The ancient Greeks in general weren’t big fans of beer. They preferred the ‘civilized’ drink wine and usually looked down on their neighbours that were all drinking some forms of fermented grain. The Egyptians, Thracians and Scythians for example were notorious beer drinkers, usually through a straw to get past the floating mess on top of these early brews. Often the Greeks mocked this drinking habit by comparing it to women performing oral sex to men.
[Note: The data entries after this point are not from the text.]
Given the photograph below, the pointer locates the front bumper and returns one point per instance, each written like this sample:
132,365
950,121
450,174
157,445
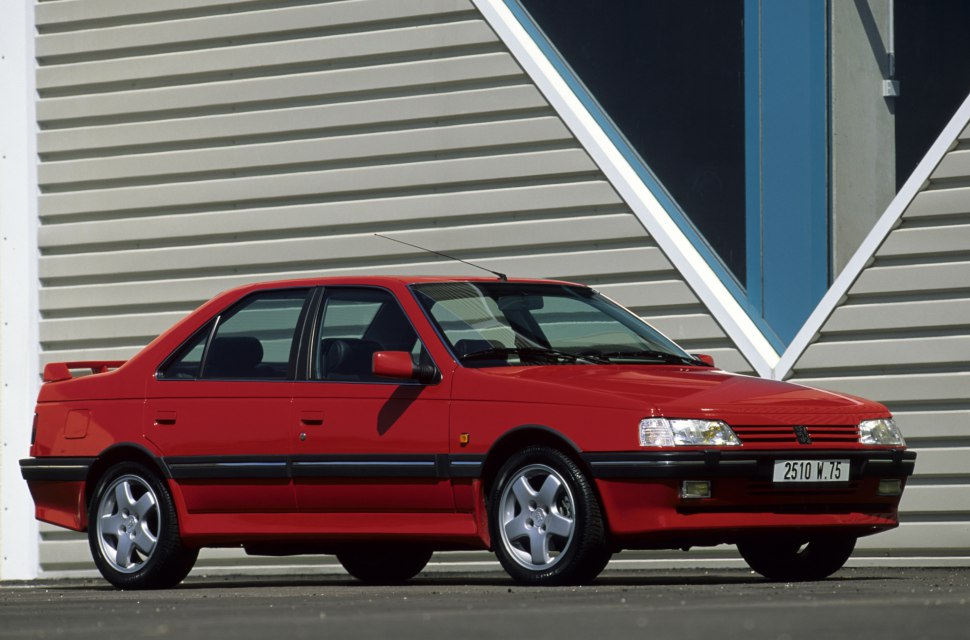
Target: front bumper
641,496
However Xenophon sang quite a different tune in his book Anabasis, as how an Armenian tribe welcomed what was left of his army. Translated in English by Carleton L. Brownson, it says: “The houses here were underground, with an opening like that of a well, but spacious below, and while entrances had been dug for the beasts of burden, people went down by a ladder. In the houses were goats, sheep, cattle, chickens, and their young, and all the animals ate their fodder there in the houses. There was also wheat, barley, beans, and barley wine in large bowls. These barley-corns were in the drink up to the brim, straws were in it, some larger and some smaller, without joints. When someone was thirsty, they had to take these straws into their mouths and suck. It was quite pure unless it was diluted with water, yet quite pleasant when one was used to it.”
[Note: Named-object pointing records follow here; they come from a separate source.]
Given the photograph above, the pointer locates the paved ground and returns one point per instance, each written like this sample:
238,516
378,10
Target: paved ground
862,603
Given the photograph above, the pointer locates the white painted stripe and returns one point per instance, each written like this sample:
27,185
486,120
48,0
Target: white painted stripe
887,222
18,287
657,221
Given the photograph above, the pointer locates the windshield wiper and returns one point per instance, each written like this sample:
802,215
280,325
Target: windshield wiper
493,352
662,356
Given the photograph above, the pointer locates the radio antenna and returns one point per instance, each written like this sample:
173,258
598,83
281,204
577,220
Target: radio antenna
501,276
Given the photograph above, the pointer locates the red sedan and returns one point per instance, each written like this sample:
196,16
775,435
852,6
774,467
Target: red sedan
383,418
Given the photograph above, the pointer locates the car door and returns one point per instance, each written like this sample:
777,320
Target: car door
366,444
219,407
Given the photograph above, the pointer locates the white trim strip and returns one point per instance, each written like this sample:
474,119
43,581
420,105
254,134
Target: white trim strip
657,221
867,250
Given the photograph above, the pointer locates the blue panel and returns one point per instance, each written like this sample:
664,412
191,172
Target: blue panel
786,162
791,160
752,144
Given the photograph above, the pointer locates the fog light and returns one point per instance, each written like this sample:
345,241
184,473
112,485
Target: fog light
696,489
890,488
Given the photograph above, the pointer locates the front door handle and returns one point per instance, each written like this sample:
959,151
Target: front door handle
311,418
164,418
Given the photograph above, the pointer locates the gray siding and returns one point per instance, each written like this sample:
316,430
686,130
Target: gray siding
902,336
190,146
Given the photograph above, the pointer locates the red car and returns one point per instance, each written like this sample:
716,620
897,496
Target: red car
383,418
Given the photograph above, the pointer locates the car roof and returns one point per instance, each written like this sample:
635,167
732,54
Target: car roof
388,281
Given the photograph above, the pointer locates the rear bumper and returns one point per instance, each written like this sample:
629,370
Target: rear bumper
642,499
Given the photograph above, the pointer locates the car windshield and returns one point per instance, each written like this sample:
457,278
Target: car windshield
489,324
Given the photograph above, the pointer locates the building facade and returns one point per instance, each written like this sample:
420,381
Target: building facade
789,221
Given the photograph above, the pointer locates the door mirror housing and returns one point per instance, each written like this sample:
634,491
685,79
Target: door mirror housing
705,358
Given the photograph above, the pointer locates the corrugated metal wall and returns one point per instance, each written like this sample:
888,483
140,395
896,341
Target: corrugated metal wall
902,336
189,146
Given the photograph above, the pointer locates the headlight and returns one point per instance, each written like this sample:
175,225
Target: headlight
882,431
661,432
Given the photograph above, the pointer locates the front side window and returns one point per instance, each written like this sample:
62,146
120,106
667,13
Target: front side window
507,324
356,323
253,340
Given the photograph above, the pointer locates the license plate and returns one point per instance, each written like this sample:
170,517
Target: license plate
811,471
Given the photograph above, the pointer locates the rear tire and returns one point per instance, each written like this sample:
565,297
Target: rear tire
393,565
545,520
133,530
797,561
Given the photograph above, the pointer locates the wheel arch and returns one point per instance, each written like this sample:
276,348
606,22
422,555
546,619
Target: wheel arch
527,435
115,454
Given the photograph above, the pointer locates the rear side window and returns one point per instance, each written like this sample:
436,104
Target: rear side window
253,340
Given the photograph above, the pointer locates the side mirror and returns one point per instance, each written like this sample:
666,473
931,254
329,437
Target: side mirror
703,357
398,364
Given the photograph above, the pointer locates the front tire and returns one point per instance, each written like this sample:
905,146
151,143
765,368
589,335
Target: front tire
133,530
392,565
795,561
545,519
The next day apparently Xenophon got even more impressed by the Armenian hospitality. In his book he wrote: “And there was nowhere where they did not set before them on the same table lamb, kid, pork, veal, and chicken, together with lots of bread, some wheat and some barley. And whenever someone wanted kindly to drink to another’s health, they would take him to the bowl, and they had drink like an ox, having bent over and gulped it down. To the village-chief they offered the privilege of taking whatever he wanted. He accepted nothing, but whenever he saw one of his kinsmen, he would always take hold of him. When they got to Cheirisophus, on arrival they also found [those soldiers] billeted and crowned with wreaths of hay, and Armenian boys in their strange, foreign dress, serving them, and they were showing the boys what to do [by signs], as if they were deaf and dumb. When Cheirisophus and Xenophon had greeted each other, they together asked the village-chief, through their Persian-speaking interpreter, what this land was. He replied that it was Armenia.”
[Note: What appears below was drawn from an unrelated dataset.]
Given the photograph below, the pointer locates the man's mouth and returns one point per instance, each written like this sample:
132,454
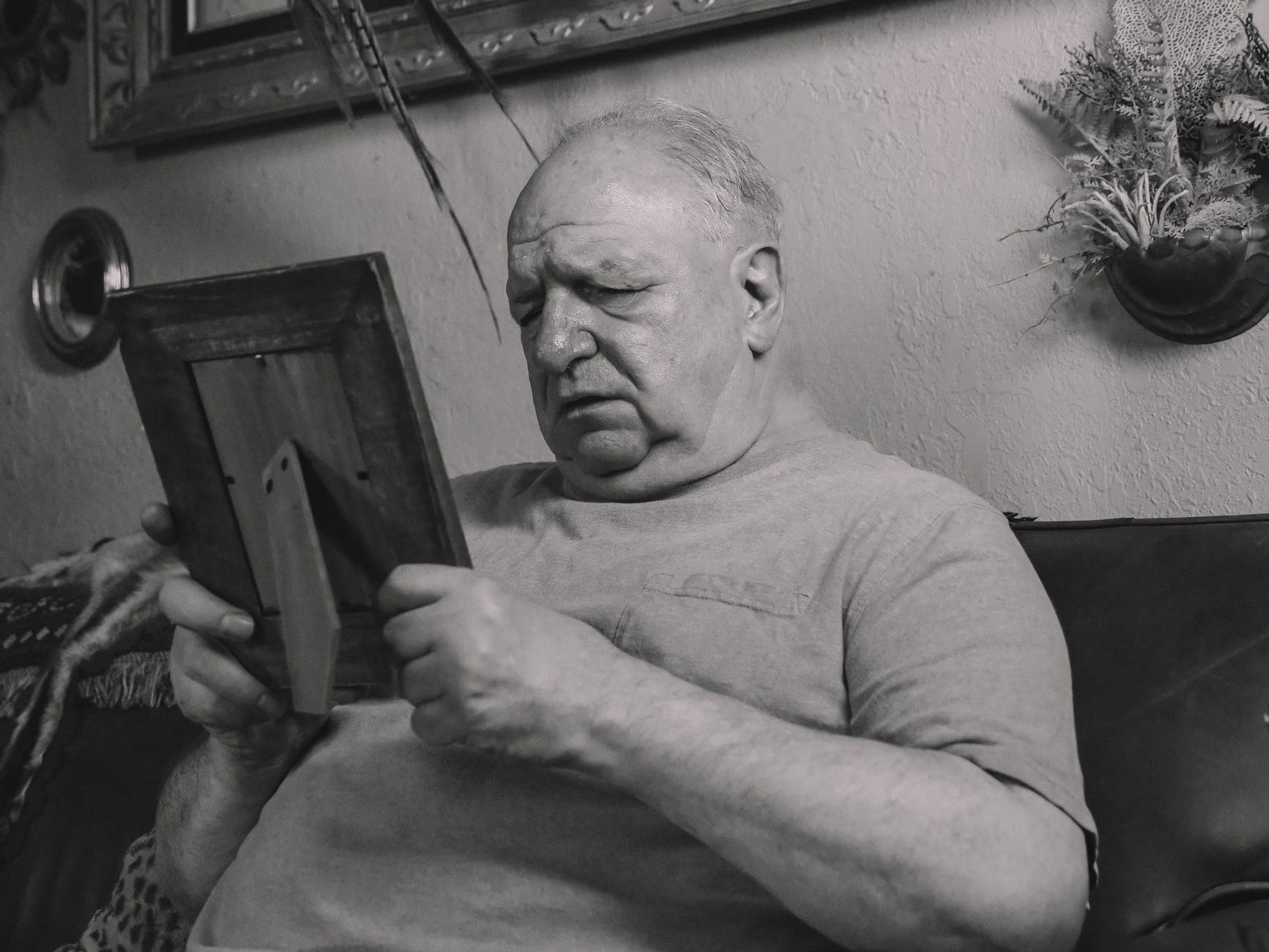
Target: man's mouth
583,404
These days the country Armenia is quite a lot more to the north than the place where the Greek generals had their beers. As a result of the Armenian genocide, performed by the Turks during World War I, very few Armenians are left on Turkish soil. Iran does have quite a large Armenian community which is responsible for most of the (illegal) alcohol production in this country. So it’s safe to say that their thirst for alcoholic beverages remained through the centuries, as well as their willingness to share them with others. Sounds like our kind of people.